Acht Wochen schlief die Familie in einer Notunterkunft und im Hotel. Auch das Zuhause der Kinder war durch die Katastrophe unbewohnbar. Schließlich beschlossen Petra Klebe-Voigtberger und ihr Mann zunächst nach Mallorca zu reisen.

Vor etwa vier Jahren hatte das Ehepaar im Süden der Insel eine Immobilie käuflich erworben. In den vergangenen Jahren verbrachte die Familie dort in regelmäßigen Abständen ihren Urlaub. Zu Spanien hatte die Familie schon immer eine besondere Bindung. „Unser Schwiegersohn kommt aus Nordspanien, aus Santander. Der neunjährige Enkel versteht mittlerweile schon sehr gut Spanisch”, so Herbert Klebe. Nun ist das Ferienhaus für die kommende Zeit ihr Zuhause. „Dieses Mal kommen wir mit einem ganz anderen Gefühl nach Mallorca. Wir können immer noch nicht begreifen, was da eigentlich passiert ist”, erzählt Petra Klebe-Voigtberger. Durch die Flut wurde das Haus so stark beschädigt, dass es nicht mehr bewohnbar ist und nun abgerissen und wieder neu aufgebaut werden muss. „Alles war voller Schlamm. Von den Möbeln bis zu den Haushaltsgeräten.
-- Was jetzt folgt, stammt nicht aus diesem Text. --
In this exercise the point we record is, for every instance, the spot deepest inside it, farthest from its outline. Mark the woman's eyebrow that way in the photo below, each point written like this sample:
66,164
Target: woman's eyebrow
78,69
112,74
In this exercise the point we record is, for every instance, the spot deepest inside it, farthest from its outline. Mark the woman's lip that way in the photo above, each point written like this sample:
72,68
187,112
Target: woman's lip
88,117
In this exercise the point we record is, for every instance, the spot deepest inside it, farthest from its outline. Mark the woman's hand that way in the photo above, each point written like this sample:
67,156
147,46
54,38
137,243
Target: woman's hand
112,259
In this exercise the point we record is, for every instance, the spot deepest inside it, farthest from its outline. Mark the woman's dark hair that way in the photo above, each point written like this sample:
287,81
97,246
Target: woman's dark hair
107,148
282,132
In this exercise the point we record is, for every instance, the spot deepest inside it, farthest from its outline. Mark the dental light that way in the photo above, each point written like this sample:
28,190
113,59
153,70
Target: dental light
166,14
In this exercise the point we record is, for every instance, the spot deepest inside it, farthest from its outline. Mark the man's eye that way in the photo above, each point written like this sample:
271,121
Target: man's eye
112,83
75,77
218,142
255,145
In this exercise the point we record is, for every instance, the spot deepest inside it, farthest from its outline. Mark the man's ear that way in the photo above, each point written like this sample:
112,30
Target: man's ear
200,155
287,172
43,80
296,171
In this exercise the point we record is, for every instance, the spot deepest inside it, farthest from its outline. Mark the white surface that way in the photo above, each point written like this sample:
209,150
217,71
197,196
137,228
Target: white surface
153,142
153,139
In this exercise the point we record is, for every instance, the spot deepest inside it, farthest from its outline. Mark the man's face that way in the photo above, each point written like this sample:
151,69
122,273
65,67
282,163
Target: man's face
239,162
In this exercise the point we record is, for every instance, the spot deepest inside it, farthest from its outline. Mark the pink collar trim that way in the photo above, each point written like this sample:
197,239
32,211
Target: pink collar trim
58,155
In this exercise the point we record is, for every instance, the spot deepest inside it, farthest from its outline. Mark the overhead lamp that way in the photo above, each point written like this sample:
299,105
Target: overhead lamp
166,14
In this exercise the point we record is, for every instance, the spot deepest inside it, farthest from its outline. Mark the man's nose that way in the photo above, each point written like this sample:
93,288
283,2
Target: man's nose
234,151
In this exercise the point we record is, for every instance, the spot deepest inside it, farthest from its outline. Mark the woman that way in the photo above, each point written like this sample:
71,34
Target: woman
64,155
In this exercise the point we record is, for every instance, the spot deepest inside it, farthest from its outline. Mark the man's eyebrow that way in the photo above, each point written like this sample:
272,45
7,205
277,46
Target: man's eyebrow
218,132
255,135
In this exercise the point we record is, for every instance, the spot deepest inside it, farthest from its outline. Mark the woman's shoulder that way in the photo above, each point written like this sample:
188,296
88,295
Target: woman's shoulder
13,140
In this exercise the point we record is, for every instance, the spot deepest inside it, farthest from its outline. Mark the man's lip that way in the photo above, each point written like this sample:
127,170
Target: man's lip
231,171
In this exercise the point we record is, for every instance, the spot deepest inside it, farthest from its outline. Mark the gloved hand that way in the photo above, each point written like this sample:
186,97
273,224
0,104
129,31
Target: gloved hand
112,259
Und obwohl man dann natürlich erstmal gehörig unter Schock steht, musste noch eine Liste aller Gegenstände für die Versicherung aufbereitet werden”, erklärt Petra Klebe-Voigtberger. Wann das Haus wieder einzugsbereit ist, steht derzeit noch nicht fest. Das Ehepaar rechnet aber damit, dass der Wiederaufbau mindestens zwei Jahre dauern wird. „Mein Mann ist 68 Jahre und hat sich sein Rentendasein nicht so vorgestellt. Ich selbst werde bald 63 und sprühe normalerweise vor Elan und Tatendrang. Aber diese Situation stellt auch mich vor eine große Herausforderung”, berichtet die Stuttgarterin. „Natürlich sind wir privilegiert, dass wir einen zweiten Rückzugsort haben, aber unser vorheriges Leben gibt es einfach nicht mehr. Zudem sind wir räumlich von unseren Kindern und Enkeln getrennt.” Petra Klebe-Voigtberger war in Deutschland beruflich als psychologische Beraterin tätig und kümmerte sich um die Enkelkinder, während Tochter und Schwiegersohn arbeiteten. Nun muss sie sich an einen neuen Alltag gewöhnen.

Doch trotz des harten Schicksalsschlags, den die Familie derzeit verarbeiten muss, gibt es auch Momente, die Hoffnung schenken und die beiden zum Weitermachen bewegen. „Zum einen denke ich immer wieder an die rührende Hilfe, teils unbekannter Menschen während der Aufräumarbeiten zurück. Wildfremde Personen brachten Essen vorbei und machten uns Mut”, berichtet Herbert Klebe. Momentan schöpfen die beiden vor allem Kraft aus der Natur und dem Wandern. „Die Bewegung an der frischen Luft hilft, die Gedanken zu sortieren”. Zudem wollen Sie in Zukunft mit Leuten auf der Insel in Kontakt treten, die ihr Schicksal teilen.

Wenn es nach Petra Klebe und ihrem Mann geht, wollen sie Mallorca eine Chance geben. „Der erste Schritt ist die Sprache zu lernen und sich zu akklimatisieren. Das Ankommen dauert aber noch.”